The 3-meter high statue crafting was guided by a photograph of Mbuya Nehanda Charwe Nyakasikana that was supplied by the National Archives of Zimbabwe. It was crafted by Mr David Mutasa, a bronze casting artist at Nyati Gallery; construction of the site was carried out by Zimbabwe CRSG Construction.

Construction began in June 2020 and during construction, portions of Harare CBD roads including Samora Machel Avenue between Leopold Takawira Street and First Street and Julius Nyerere Way between Sam Nujoma Street and Kwame Nkurumah Avenue were temporarily closed.

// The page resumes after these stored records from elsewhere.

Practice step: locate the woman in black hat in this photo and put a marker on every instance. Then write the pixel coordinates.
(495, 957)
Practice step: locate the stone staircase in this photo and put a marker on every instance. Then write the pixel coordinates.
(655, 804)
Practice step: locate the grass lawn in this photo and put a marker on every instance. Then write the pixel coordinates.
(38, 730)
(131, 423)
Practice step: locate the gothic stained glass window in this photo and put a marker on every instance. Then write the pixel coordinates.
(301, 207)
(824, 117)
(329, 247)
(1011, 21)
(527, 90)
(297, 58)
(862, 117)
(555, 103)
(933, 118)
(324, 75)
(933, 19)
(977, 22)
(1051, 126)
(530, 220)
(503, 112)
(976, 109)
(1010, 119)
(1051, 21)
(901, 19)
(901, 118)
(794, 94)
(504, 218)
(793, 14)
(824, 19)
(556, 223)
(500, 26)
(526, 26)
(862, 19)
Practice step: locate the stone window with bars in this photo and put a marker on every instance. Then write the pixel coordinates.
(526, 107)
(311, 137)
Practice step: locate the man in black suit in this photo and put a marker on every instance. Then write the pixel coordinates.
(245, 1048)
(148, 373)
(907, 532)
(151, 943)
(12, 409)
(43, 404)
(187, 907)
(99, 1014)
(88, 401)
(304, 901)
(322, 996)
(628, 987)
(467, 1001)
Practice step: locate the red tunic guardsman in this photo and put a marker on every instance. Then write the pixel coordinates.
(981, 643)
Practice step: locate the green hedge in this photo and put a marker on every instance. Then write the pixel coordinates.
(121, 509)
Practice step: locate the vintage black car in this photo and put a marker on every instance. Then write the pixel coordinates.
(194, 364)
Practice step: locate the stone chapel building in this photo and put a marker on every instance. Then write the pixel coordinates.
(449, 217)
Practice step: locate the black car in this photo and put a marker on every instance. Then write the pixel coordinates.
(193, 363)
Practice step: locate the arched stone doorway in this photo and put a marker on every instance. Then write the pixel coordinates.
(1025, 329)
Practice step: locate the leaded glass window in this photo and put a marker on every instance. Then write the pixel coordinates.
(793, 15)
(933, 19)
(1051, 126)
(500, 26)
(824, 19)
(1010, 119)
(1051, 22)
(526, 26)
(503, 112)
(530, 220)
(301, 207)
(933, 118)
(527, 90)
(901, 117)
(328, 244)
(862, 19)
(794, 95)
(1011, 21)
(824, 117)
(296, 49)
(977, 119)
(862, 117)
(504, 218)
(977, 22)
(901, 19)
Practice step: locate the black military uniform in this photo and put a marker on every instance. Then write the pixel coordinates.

Construction was scheduled to be completed by August 2020 but took longer than expected. In December 2020, Zimbabwe President Emmerson Mnangagwa ordered the statue to be re-crafted after public criticism of the statue's structure, which did not depict how the only known photo of Mbuya Nehanda looked like, after the statue's images went viral on social media during the president's visit to Nyati Gallery.

==Controversy==

The idea of making and constructing this statue project sparked public debate and criticism from public figures and analysts like Fadzayi Mahere and Tsitsi Dangarembga questioning the government's priorities in its decision to spend an undisclosed amount of money on the statue while the economy and health system are in a state of collapse.

More criticism emerged when the statue had to be remade after the original sculpture was rejected for not looking enough like Mbuya Nehanda.

The actual cost of this project is unknown, although popular journalist Hopewell Chin'ono claimed that transportation of materials from South Africa for crafting the statue alone cost US$100,000.